'Public process of e-toll inadequate'

Salga says the public process around urban tolling has not been up to standard.

A Gauteng resident contributes his ideas at the e-toll hearings in Kempton Park on 13 November, 2012. Picture: Taurai Maduna/EWN

CAPE TOWN - The South African Local Government Association (Salga) said on Tuesday the public consultation process around urban tolling has been woefully inadequate.

It cited the example of Gauteng, where e-tolling is expected to be rolled out.

Salga officials made a submission to the Parliament's Portfolio Committee on Transport on Tuesday.

It called for the draft law dealing with tolling to be amended so as to empower the public when consultations are held.

Salga's Mthobeli Kolisa added that urban tolling will force motorists onto other roads, which could compound traffic congestion.

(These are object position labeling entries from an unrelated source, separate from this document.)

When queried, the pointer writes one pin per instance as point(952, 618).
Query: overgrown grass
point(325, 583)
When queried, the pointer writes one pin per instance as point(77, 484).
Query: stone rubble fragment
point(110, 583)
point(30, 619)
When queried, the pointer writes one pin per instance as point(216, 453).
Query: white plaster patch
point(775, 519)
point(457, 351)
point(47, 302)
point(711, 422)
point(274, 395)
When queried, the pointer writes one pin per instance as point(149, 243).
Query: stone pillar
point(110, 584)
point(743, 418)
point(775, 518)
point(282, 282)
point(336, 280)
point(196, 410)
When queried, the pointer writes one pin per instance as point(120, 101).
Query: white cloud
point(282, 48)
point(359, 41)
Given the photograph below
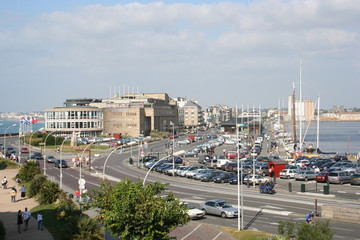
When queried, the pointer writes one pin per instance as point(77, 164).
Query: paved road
point(261, 212)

"Once there is more traffic on those local roads, municipalities will have to spend more on traffic management. This means we won't have a situation where there is congestion on those roads that makes it impossible for other users."

Committee Chair Ruth Bhengu agrees and said some municipalities will be over-burdened with the upkeep of these roads.

"Salga is talking about the consultation and mitigating factors of the impact of the diversion of transport, volumes of traffic that have a negative impact on the infrastructure that they are responsible for."

Congress of South African Trade Unions also made a submission.

The trade union federation's Jane Barret said the need for tolling reveals government's inability to provide quality public transport.

"We've made almost no progress. In the last 12 years, not one new subsidised bus route has been introduced, apart from the Bus Rapid Transit System (BRT)."

Salga wants an additional clause to the Transport Laws and Related Matters Amendment Bill, making it obligatory in the future for the South African National Roads Agency Limited (Sanral) to carry out impact studies of tolling, before it is implemented in Gauteng.

Sanral has reported that 500,000 e-tags have been sold to motorists and fleet vehicles.

A full North Gauteng High Court review of the controversial system is due to be heard on 26 November.

Revenue from the system is due to pay of a multibillion rand debt Sanral incurred in 2007.